Mendidik Anak Menghargai Barang Pribadinya


      “Bunda, tas adik di mana, ya?” tanya Adik.
      “Coba dilihat di lemari,” jawab Bunda dari dapur.
     “Tadi sudah Adik lihat, tapi tidak ada, ” jawab Adik.
      “Kemarin tasnya ditaruh di mana setelah pulang sekolah?” tanya Bunda.
      “Sepertinya Adik bawa pulang, tapi di mana ya menaruhnya? Lupa,” kata Adik sambil mengernyitkan dahi sambil berusaha mengingat di mana ia menaruh tasnya.
      “Hmm….., Bunda harap kali ini Adik tidak lupa lagi meninggalkan barang di sembarang tempat ya,” ujar Bunda.
     “Sepertinya tidak tertinggal kok Bunda!” jawab Adik berusaha menyakinkan Bunda.
     “Bunda percaya pada Adik, yang lebih penting bagaimana Adik bisa merawat barang-barangnya. Sayang kan kalau tasnya hilang lagi? Coba Adik ingat, seminggu yang lalu sandal pandanya hilang. Padahal itu yang membelikan nenek. Belum lama juga kerudung kelinci adik juga hilang ketika bermain. Sayang kan? Uangnya sebenarnya bisa untuk hal lain yang lebih bermanfaat,” kata Bunda berusaha menasehati adik.
      “Iya bunda,” jawab Adik. Jawaban yang sering Adik ucapkan acap kali Adik mendapat nasehat dari Bunda.
      Sebagai orangtua, terkadang kita bingung menyikapi anak kita yang kurang menghargai barang-barang milik pribadinya. Ada saja barang yang tercecer atau hilang . Pernah ada barang  tertinggal di tempat ayunan, di tempat temannya bermain, di dapur, dan sebagainya. Bunda di buat pusing karena harus merogoh uang lebih dalam untuk membeli lagi barang barang yang hilang karena memang sangat di butuhkan untuk kegiatan kesehariaan anak.
Nasehat
      Memberi nasehat kepada anak supaya bisa menjaga barang-barang milik pribadinya, tentunya harus dengan cara yang bijak. Hindari kata kata negatif yang justru menambah parah kebiasaan buruk sang anak. Contohnya, “Kamu itu pasti meninggalkan barangmu kan…? Dasar anak teledor…!” Kata kata ini membuat anak semakin yakin bahwa ia memang anak yang teledor dan sering meninggalkan barang-barangnya di sembarang tempat. Kata-kata ini bisa melukai perasaan anak sehingga anak beranggapan wajar ia teledor. Bukankah ia memang sudah dicap sebagai anak yang teledor?

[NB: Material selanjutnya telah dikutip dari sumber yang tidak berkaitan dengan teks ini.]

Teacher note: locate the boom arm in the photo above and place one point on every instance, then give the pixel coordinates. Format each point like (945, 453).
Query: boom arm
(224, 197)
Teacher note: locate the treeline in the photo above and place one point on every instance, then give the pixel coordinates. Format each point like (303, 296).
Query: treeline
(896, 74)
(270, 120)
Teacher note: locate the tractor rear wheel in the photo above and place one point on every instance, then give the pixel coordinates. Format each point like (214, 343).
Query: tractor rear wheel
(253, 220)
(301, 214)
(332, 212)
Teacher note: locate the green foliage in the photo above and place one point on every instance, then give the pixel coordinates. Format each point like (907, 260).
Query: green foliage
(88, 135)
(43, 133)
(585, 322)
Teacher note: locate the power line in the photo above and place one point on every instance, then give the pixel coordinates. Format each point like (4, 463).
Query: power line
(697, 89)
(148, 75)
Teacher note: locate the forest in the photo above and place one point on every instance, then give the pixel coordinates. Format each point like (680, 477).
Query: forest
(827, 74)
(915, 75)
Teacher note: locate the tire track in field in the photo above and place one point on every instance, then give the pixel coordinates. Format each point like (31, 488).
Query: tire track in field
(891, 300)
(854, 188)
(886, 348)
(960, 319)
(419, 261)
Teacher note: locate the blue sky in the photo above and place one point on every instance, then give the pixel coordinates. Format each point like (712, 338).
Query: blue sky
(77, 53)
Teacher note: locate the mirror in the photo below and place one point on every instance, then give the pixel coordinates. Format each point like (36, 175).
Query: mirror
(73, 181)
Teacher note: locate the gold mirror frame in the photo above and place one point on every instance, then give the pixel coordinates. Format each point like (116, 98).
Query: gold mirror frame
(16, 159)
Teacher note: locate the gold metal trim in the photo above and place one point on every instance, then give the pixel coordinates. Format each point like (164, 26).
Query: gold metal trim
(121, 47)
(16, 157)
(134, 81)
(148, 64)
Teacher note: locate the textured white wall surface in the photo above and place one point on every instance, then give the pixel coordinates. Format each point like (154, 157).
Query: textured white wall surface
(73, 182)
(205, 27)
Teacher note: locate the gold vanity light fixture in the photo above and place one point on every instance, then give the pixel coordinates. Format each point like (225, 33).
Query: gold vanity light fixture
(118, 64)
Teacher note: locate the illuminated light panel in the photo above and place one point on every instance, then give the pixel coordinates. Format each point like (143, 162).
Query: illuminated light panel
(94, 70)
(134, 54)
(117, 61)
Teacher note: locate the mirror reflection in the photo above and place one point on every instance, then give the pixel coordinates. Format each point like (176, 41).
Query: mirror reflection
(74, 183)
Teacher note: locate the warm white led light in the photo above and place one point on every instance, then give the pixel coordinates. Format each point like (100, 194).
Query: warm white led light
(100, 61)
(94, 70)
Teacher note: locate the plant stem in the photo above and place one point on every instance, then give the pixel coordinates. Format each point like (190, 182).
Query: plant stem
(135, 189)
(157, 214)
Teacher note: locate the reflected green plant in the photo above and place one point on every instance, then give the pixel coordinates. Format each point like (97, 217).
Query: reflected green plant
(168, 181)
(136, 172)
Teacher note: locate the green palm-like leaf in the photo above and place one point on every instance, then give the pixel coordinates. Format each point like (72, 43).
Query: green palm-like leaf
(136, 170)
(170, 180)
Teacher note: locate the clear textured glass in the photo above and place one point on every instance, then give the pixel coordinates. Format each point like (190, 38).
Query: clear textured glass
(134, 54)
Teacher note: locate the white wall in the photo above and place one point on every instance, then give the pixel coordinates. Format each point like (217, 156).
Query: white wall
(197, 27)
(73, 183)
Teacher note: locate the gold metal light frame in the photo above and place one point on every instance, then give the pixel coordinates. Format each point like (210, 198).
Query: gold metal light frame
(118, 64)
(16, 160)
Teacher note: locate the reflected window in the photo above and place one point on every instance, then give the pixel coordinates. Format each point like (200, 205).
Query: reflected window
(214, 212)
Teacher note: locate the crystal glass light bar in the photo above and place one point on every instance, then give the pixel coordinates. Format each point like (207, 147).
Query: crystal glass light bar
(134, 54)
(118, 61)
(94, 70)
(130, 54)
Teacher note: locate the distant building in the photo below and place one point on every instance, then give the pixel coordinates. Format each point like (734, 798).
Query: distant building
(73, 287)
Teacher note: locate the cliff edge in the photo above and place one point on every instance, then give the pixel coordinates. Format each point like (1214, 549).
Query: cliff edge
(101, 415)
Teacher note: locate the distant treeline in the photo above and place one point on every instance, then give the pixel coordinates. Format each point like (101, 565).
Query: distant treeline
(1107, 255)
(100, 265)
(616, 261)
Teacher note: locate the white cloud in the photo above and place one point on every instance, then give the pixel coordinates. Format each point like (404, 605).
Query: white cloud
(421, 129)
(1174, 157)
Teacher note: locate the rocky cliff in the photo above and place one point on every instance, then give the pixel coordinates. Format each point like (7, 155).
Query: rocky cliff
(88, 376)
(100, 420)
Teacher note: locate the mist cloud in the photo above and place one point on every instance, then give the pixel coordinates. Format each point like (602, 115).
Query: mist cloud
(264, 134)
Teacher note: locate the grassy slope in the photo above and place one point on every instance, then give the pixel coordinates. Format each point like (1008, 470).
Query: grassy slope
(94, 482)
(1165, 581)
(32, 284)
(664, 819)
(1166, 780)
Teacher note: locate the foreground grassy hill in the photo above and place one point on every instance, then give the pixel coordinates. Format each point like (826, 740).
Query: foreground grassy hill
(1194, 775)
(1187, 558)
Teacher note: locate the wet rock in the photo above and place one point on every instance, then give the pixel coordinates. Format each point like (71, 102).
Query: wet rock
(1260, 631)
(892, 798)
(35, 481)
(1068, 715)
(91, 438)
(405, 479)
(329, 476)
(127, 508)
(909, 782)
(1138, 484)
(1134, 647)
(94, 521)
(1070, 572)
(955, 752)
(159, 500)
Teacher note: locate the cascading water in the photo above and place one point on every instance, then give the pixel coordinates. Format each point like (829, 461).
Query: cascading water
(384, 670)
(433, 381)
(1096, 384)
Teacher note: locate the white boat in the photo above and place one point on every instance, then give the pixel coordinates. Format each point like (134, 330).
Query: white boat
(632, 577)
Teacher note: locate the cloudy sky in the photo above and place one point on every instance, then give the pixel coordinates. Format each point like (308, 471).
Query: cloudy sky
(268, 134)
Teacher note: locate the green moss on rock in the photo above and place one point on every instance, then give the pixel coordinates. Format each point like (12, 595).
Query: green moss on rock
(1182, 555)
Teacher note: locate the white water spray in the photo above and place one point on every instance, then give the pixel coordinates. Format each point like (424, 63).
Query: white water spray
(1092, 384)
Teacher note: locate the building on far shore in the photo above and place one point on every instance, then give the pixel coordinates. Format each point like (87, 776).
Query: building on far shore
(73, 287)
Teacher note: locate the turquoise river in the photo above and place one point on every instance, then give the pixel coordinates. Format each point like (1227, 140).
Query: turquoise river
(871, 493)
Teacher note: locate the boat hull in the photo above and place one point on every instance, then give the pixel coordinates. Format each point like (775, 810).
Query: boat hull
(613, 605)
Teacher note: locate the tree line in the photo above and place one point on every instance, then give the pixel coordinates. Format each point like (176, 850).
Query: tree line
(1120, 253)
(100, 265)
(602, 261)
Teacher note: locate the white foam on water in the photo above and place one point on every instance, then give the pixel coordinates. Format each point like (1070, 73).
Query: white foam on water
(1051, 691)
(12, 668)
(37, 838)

Menanamkan Nilai Suatu Benda
        Semakin anak memahami nilai suatu barang, maka anak akan semakin berhati-hati untuk menjaga barang pribadinya. Kiat ini bisa dicoba untuk diterapkan pada anak. Ketika anak kita meminta sesuatu benda, jangan langsung dituruti keinginannya. Berilah tempo, misalnya, ”Kamu bisa membeli buku matematika yang hilang  itu dengan menabung uang jajan yang bunda berikan kepadamu!”.

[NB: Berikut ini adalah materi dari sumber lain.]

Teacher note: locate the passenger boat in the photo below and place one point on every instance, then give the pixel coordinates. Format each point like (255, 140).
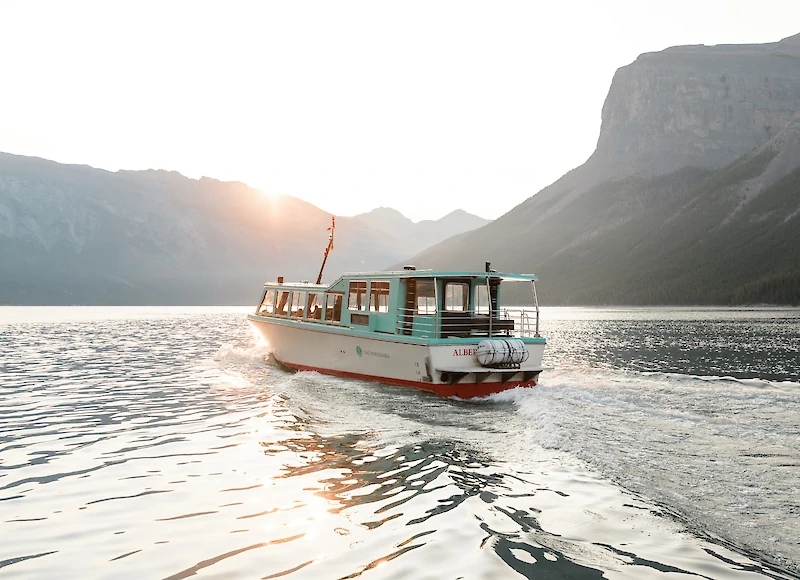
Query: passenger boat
(444, 332)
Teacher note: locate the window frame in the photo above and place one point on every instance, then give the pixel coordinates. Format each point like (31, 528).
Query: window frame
(330, 306)
(267, 305)
(287, 305)
(430, 306)
(480, 309)
(464, 296)
(380, 295)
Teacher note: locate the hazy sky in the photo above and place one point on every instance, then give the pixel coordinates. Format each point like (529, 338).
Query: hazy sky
(422, 106)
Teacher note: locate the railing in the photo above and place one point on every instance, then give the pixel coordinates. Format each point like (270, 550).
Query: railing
(508, 322)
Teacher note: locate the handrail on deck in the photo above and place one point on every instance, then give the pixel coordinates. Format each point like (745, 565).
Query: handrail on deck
(503, 322)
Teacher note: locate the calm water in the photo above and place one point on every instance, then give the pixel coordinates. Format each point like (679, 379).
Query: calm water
(159, 443)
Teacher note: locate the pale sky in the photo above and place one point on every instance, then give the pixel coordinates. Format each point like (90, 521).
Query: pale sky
(424, 106)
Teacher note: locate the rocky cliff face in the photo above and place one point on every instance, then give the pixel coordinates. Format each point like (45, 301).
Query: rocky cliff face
(697, 105)
(691, 197)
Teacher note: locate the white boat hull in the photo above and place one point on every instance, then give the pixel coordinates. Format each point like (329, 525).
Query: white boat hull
(446, 368)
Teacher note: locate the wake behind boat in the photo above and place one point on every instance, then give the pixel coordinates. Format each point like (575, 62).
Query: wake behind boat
(444, 332)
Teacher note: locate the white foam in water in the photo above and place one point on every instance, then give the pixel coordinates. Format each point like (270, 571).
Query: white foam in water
(723, 453)
(230, 352)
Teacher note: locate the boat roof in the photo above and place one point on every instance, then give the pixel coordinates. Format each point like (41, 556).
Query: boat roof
(505, 276)
(439, 274)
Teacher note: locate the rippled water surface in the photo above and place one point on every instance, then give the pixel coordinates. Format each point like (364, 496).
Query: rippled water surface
(162, 443)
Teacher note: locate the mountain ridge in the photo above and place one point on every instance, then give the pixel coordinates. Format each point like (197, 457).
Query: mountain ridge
(698, 184)
(74, 234)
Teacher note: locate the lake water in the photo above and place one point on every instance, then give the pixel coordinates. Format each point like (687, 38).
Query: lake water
(162, 443)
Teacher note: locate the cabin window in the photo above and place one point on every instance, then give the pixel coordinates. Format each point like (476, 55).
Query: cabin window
(426, 297)
(268, 303)
(379, 296)
(298, 300)
(283, 303)
(482, 299)
(314, 308)
(333, 307)
(357, 299)
(456, 296)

       Mungkin anak akan protes karena buku yang hilang akan segera digunakan. Di sini orangtua bisa bekerjasama dengan guru di sekolah. Caranya dengan memberi tahu alasan kita bersikap terhadap anak, yakni dalam rangka memberikan pendidikan pada anak.

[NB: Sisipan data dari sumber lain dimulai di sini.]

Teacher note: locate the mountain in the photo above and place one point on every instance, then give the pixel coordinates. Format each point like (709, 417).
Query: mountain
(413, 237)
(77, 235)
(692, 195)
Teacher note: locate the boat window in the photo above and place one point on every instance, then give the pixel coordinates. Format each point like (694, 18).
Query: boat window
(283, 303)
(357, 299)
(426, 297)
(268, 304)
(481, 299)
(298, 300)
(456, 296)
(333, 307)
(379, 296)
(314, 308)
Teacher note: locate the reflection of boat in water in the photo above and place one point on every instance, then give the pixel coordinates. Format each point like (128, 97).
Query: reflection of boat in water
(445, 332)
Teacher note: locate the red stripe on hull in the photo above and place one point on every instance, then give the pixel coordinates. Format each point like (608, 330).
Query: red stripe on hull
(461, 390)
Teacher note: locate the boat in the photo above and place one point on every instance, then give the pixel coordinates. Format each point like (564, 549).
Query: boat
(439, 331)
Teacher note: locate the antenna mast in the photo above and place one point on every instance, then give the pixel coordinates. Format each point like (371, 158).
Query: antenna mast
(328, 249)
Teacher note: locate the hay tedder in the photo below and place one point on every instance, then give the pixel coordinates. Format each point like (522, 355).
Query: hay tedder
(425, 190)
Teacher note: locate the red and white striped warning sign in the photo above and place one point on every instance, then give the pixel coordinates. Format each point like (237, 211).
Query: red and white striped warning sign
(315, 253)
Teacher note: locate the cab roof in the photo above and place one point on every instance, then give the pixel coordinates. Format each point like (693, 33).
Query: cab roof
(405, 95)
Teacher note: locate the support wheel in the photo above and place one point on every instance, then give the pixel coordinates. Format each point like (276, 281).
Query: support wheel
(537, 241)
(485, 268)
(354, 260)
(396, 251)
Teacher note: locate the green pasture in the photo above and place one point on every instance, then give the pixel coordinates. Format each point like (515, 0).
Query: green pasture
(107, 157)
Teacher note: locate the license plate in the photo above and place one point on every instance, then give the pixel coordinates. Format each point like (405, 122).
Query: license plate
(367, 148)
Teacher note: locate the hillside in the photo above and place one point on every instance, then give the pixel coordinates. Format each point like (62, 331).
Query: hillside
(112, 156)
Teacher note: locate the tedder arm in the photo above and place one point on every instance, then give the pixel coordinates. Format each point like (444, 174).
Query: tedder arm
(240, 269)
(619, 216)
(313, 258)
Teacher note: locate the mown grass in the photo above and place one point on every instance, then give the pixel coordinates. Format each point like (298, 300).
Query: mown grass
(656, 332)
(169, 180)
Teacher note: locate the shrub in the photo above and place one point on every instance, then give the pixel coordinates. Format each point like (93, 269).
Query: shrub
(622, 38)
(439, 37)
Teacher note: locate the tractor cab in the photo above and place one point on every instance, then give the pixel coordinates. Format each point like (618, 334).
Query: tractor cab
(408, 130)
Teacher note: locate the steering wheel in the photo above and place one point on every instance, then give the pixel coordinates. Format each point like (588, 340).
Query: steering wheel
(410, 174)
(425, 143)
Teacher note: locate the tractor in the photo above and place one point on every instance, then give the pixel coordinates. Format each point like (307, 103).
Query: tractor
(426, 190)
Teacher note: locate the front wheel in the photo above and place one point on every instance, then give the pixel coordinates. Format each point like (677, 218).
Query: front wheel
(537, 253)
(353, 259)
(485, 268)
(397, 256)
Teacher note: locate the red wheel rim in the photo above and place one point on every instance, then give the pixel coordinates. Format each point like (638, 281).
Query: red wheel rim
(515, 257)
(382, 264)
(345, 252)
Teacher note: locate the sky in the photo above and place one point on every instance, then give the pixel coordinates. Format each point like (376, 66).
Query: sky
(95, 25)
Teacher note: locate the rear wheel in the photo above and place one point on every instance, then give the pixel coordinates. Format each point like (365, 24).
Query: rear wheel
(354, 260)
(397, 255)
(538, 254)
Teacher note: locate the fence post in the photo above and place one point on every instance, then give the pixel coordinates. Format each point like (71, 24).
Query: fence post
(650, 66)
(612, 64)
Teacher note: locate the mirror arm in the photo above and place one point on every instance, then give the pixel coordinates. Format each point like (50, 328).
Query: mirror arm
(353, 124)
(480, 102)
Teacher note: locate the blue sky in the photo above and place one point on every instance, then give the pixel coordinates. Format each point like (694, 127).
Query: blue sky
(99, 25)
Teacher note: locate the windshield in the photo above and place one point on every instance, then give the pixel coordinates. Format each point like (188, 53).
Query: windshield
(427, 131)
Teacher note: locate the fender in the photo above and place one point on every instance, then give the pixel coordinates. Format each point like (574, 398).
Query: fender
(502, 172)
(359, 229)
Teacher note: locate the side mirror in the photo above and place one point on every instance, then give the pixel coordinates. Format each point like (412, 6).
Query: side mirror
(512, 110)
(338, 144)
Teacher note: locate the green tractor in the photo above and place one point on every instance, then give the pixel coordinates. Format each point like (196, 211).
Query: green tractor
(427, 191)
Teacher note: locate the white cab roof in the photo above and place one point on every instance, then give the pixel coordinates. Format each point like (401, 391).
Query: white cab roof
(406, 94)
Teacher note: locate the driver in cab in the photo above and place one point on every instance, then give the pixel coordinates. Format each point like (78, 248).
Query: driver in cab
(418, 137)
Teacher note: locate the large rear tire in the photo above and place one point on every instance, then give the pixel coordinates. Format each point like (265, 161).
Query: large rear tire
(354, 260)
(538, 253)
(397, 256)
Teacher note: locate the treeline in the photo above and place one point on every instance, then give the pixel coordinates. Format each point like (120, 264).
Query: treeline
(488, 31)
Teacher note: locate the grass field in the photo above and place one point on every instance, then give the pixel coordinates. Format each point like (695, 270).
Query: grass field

      Ketika anak mengalami sendiri bagaimana rasanya tidak mempunyai uang    karena uangnya harus ditabung untuk membeli buku yang dihilangkan, membuat anak lebih berhati hati lagi untuk tidak menghilangkan buku atau barang barang pribadinya. Sebab nilai yang harus ia bayar sebanding dengan barang yang ia hilangkan.
Tidak Boleh Boros
        “Dan berikanlah haknya kepada kerabat dekat juga kepada orang miskin dan orang yang dalam perjalanan, dan janganlah kamu menghambur-hamburkan (hartamu) secara boros.
  Sesungguhnya orang orang yang pemboros itu adalah saudara setan dan setan itu sangat ingkar kepada Tuhannya.”(QS: Al Isra’: 26, 27)
Orangtua harus memberi pemahaman pada anak maksud ayat ini, yaitu Allah tidak suka orang yang berbuat boros. Salah satu perbuatan boros adalah tidak menjaga atau mengabaikan sehingga barang cepat rusak  atau sering meninggalkan barangnya sehingga hilang.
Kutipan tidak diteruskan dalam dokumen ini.